Настроение присутствующих все повышалось. Кто-то предложил спеть «Странника». Килина высоким красивым голосом сопрано запевала. Остальные дружно подтягивали. Низкий приятный голос Распутина звучал как аккомпанемент, оттеняя и выделяя женские голоса. Никогда я не слышала раньше этой духовной песни. Она похожа на народную, очень красива и грустна, как большинство русских песен. Все настроились на грустный лад и стали петь псалмы. Взлетели вверх высокие ноты Килины, и мерно и мягко гудел голос «отца». Все создавало такое торжественное и странное настроение. Я чувствовала себя также совсем необычно приподнятой. На щеках у великой княжны зарделись два ярко — алых пятна, глаза мечтательно ушли вдаль, лицо ее выражало блаженство нестерпимое, доходящее до страдания. А Муня?.. Казалось, она слушает райскую музыку. И вдруг звонок прерывает пение. Приносят роскошную корзину роз и дюжину вышитых шелковых рубах разных цветов. От какой-то дамы в подарок. Он сделал знак Килине, чтобы отложить в сторону. Но пение больше не налаживалось. Началась беседа на религиозные темы.
— Надо смирять себя, — поучал он. — Проще, проще надо, ближе к Богу. Этих всяких ваших хитростей не надо.
Ой, хитры вы все, мои барыньки, знаю я вас. В душе читаю. Хитры все больно.
Внезапно, без всякого перехода, он стал напевать «русскую». Сейчас же несколько голосов подхватило. Он махнул рукой в сторону великой княжны. Она вышла и всё с той же восторженной и немного растерянной улыбкой стала плясать грациозно и легко. Навстречу подбоченился Распутин. Но в этот раз он танцевал не так охотно, как в тот раз, в первый день нашего знакомства, и также внезапно прекратил пляс. Тотчас же смолкли звуки «русской». Уже некоторые стали прощаться. Я тоже собралась уходить, но осталась, так как вошла женщина, сильно заинтересовавшая меня. Она была в белом холщовом платье странного покроя, в белом клобуке на голове, надвинутом на самые брови. На шее у нее висело много книжечек, с крестами на переплете, двенадцать евангелий, как мне объяснили. Она вошла, поклонилась в пояс, сначала ему, потом остальным и припала к его руке.

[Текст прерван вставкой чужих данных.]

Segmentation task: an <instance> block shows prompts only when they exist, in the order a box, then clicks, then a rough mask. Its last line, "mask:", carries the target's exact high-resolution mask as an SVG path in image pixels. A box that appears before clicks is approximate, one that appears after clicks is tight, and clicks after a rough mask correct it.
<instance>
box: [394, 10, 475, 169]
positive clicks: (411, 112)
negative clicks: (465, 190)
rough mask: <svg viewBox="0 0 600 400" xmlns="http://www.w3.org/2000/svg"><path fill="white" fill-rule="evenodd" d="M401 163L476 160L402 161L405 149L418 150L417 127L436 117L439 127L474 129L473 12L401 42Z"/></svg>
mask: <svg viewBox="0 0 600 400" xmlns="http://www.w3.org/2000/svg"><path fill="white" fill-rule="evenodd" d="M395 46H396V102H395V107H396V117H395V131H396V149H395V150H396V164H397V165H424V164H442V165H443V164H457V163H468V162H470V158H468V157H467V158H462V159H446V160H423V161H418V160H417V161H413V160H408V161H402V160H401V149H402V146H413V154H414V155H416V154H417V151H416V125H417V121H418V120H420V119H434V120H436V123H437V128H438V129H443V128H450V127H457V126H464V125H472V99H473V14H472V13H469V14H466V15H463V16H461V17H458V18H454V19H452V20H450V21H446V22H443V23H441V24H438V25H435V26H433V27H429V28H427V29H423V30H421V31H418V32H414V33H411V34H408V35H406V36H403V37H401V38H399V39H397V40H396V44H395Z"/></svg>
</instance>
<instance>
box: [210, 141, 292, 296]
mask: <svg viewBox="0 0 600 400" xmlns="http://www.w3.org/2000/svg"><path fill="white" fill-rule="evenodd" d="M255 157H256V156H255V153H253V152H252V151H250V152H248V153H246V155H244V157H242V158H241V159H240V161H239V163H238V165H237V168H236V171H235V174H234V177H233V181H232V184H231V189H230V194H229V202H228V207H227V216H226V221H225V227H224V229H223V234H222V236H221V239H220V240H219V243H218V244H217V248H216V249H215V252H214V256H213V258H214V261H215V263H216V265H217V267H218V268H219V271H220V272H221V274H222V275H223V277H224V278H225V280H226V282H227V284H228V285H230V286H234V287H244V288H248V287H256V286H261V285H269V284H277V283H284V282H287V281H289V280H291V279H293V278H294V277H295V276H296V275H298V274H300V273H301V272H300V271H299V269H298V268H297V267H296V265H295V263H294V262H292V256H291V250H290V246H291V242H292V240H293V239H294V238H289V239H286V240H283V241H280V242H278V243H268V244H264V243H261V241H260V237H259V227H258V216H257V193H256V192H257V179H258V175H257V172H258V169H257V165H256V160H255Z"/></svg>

— Генеральша Д., — сказала одна из дам. И что-то шепнула Распутину, сложив руки и склоняя голову. Когда кто-нибудь громко говорил, она сердито и неодобрительно смотрела и, наконец, не выдержала: — Здесь, у отца, как в храме, надо с благолепием, — строго заметила она.
— Оставь их. Пусть веселятся.
— Веселье в сердце надо носить, — неумолимо продолжала она, — а снаружи смирения больше. Так-то лучше будет.
Стали расходиться. Отцу целовали руку. Он всех обнимал и целовал в губы.